Bien sûr, c’est beaucoup plus facile à dire qu’à faire. La NASA a fait atterrir des humains sur la Lune dans le cadre des missions Apollo il y a plus de 50 ans. Cependant, la construction d’une base sur le pôle sud de la Lune comporte de nombreux autres défis, à commencer par l’établissement des bases, comme une source d’énergie constante.

« Les éléments et le développement de la base lunaire se produiront dans la région du pôle Sud lunaire, qui présente un environnement d’éclairage incroyablement différent de celui des mers équatoriales et des hauts plateaux visités par Apollo », a écrit la NASA dans le document. « À la base lunaire, le Soleil restera bas sur l’horizon, projetant des ombres dramatiques qui entravent la production d’électricité solaire et soumettent les systèmes à des périodes prolongées de froid et d’obscurité extrêmes. »

La NASA a besoin d’une connaissance précise des conditions d’éclairage et des performances des panneaux solaires pour développer des options d’énergie solaire appropriées, qui devront également être suffisamment robustes pour survivre au contact avec la poussière lunaire électrifiée et tranchante comme un rasoir.

Le document note également que la NASA a besoin d’une connaissance détaillée de l’environnement lunaire et des systèmes qui peuvent y fonctionner pour pouvoir utiliser ses générateurs thermiques de radio-isotopes — des batteries nucléaires qui génèrent de la chaleur et de l’électricité. Les plans à long terme de la NASA en matière d’énergie incluent également la construction d’un réacteur nucléaire sur la lune.

Le simple fait d’atterrir sur la Lune aussi souvent que le prévoient les plans de la NASA présente également des obstacles. Par exemple, le document indique que la NASA doit développer des systèmes d’atterrissage de précision capables de mesurer avec précision l’altitude des terrains à faible visibilité, ainsi que des systèmes d’évitement des dangers. Certaines des lacunes en matière de puissance et d’atterrissage ont été signalées comme des lacunes technologiques liées à l’architecture et nécessiteront « des technologies entièrement nouvelles ou des progrès significatifs en termes de performances » par rapport aux technologies actuelles, selon le guide.

La NASA écrit qu’elle s’efforce de combler les nombreuses lacunes technologiques et de données soulignées dans le document.

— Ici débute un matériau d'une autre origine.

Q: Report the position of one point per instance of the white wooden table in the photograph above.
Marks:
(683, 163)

Il met également en évidence les considérations « vers l’avant de Mars », qui sont les éléments que la NASA doit développer avec le programme lunaire pour atteindre son objectif ultime : faire atterrir des humains sur Mars.

Les considérations sur Mars comprenaient des données sur la santé des astronautes dans l’espace lointain et le développement de systèmes d’énergie nucléaire sur la surface lunaire. Ces systèmes nucléaires seront utiles pour construire des systèmes similaires sur Mars et bénéficieront au développement du vaisseau spatial à propulsion nucléaire prévu par la NASA, selon le document.

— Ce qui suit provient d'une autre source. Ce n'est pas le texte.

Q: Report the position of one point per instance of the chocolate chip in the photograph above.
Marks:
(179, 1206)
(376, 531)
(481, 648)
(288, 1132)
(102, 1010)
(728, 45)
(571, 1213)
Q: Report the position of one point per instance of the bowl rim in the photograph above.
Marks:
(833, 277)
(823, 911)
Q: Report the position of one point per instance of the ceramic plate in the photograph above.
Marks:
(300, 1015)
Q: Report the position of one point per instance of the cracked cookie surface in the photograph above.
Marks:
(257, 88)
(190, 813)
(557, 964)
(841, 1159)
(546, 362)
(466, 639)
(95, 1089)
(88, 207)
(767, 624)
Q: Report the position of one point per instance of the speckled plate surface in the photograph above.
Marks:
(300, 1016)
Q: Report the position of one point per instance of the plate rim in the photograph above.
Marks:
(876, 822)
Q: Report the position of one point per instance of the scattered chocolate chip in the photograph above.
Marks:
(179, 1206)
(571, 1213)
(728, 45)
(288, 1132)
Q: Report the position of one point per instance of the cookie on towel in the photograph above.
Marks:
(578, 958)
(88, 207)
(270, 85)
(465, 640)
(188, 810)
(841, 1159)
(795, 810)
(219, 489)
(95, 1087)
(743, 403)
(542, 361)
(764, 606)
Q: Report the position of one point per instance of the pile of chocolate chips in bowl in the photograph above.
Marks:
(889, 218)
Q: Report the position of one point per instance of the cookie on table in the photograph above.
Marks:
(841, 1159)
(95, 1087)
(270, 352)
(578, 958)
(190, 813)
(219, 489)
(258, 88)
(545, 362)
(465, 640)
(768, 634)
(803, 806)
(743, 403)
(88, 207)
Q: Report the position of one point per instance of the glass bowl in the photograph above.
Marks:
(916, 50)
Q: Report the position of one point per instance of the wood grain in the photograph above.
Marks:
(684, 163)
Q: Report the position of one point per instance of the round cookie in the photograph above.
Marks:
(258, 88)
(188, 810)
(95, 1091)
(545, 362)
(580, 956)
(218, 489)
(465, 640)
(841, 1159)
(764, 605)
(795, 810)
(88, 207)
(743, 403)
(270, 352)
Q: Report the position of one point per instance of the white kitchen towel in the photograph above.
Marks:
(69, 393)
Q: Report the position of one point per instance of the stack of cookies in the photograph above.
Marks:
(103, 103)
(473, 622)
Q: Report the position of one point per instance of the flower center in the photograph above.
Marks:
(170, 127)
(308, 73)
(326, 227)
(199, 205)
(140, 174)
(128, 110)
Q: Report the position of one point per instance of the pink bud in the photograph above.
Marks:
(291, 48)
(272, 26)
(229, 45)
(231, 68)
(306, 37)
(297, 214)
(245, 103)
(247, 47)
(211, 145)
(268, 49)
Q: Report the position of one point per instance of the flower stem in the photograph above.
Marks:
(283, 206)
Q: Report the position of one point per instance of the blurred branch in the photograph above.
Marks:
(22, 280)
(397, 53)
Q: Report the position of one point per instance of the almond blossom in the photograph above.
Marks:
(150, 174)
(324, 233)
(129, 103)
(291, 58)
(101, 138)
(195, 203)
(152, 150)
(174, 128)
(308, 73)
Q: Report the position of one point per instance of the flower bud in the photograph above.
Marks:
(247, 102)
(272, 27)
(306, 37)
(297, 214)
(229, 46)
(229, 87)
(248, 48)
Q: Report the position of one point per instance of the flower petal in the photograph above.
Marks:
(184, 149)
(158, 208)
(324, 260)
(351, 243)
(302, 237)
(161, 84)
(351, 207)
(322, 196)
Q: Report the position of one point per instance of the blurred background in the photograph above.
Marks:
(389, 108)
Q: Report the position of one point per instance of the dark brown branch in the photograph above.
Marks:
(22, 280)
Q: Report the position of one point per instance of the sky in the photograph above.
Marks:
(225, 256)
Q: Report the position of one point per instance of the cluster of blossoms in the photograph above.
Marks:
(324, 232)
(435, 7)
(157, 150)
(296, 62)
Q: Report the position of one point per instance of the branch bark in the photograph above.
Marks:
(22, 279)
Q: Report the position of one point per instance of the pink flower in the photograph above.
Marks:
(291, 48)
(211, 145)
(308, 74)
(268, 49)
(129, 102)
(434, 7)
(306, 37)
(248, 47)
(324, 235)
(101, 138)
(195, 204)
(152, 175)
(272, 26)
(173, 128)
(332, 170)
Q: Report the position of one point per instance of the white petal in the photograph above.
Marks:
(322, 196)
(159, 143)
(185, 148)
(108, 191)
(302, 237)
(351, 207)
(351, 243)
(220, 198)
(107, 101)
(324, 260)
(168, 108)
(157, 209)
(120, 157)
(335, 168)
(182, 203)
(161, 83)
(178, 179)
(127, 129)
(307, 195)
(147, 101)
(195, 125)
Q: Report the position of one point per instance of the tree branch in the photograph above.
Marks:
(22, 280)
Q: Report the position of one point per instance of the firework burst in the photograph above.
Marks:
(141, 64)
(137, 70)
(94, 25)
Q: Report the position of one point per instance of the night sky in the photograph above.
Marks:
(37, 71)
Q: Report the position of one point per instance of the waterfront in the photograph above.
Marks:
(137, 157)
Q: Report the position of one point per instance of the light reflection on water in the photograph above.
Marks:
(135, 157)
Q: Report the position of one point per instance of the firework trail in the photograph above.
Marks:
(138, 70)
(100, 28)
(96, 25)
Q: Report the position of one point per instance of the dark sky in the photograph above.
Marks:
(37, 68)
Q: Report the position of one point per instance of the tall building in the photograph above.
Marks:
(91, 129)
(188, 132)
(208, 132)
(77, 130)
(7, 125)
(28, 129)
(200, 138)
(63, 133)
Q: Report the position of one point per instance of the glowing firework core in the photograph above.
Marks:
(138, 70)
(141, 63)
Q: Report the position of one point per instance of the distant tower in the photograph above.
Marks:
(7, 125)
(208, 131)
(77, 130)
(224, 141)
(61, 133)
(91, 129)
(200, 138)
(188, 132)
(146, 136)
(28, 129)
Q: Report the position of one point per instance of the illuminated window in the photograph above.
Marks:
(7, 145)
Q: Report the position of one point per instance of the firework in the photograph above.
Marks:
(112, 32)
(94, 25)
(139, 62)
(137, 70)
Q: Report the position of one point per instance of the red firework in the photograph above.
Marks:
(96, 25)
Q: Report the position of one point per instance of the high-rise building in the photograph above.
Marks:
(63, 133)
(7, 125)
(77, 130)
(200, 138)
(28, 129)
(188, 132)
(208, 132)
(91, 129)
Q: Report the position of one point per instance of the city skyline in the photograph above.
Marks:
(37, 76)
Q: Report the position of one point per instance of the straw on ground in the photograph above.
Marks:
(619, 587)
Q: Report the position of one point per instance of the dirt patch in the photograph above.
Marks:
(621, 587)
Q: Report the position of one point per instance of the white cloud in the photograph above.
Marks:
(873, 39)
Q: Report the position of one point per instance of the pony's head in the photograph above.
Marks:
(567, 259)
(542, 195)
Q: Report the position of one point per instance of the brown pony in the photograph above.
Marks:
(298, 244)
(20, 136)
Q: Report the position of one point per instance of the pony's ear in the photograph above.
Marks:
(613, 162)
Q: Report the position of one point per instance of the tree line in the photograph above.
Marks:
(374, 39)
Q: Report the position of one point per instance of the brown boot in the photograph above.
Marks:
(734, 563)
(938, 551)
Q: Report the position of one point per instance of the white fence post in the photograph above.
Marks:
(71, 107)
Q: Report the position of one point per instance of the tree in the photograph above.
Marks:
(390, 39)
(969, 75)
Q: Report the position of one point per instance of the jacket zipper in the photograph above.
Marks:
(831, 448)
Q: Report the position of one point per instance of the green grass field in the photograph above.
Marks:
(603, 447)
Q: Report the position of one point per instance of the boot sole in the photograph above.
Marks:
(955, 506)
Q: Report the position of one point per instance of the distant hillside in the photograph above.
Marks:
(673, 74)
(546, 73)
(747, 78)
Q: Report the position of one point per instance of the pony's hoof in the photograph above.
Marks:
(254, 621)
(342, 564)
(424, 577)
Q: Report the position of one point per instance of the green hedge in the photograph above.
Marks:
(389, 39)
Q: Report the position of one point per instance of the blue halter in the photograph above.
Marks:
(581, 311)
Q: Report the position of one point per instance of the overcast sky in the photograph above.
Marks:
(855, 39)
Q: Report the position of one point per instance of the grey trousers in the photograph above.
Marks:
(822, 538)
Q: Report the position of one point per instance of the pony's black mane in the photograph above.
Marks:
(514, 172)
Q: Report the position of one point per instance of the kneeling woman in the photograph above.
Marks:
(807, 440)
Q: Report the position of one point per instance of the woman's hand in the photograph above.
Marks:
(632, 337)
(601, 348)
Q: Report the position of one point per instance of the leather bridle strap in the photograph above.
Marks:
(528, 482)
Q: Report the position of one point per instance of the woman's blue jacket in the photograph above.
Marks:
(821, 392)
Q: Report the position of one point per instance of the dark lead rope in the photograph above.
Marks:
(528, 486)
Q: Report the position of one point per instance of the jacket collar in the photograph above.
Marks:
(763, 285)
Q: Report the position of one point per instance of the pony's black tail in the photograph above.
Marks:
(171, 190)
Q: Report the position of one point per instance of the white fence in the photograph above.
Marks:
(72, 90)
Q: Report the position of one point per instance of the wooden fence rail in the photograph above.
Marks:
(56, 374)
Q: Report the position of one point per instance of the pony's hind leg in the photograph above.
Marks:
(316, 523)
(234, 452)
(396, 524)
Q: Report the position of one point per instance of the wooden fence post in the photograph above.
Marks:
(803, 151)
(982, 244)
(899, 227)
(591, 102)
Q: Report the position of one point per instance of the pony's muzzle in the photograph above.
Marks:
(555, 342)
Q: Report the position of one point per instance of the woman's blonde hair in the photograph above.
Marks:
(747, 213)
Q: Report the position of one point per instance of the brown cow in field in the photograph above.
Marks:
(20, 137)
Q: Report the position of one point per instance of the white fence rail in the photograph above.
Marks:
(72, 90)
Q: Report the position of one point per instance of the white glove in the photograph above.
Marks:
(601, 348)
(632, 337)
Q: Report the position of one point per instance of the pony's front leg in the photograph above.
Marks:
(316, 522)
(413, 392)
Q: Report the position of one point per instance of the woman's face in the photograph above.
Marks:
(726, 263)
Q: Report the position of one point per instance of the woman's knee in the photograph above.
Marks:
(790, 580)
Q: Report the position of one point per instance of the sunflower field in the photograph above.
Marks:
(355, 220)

Seul le temps nous dira si la NASA pourra réaliser ses projets ambitieux, mais l’histoire récente n’est pas du côté de l’agence spatiale. Deux jours seulement après le lancement historique d’Artemis II, le 1er avril, la Maison Blanche a publié un plan budgétaire appelant à un 23 % de réduction dans le budget de la NASA, qui s’élève à environ 5,6 milliards de dollars.

Et même si la NASA a annoncé qu’elle construirait sa base lunaire sur un budget de 20 milliards de dollarsle coût moyen estimé d’une seule fusée du Space Launch System est de 2,5 milliards de dollars.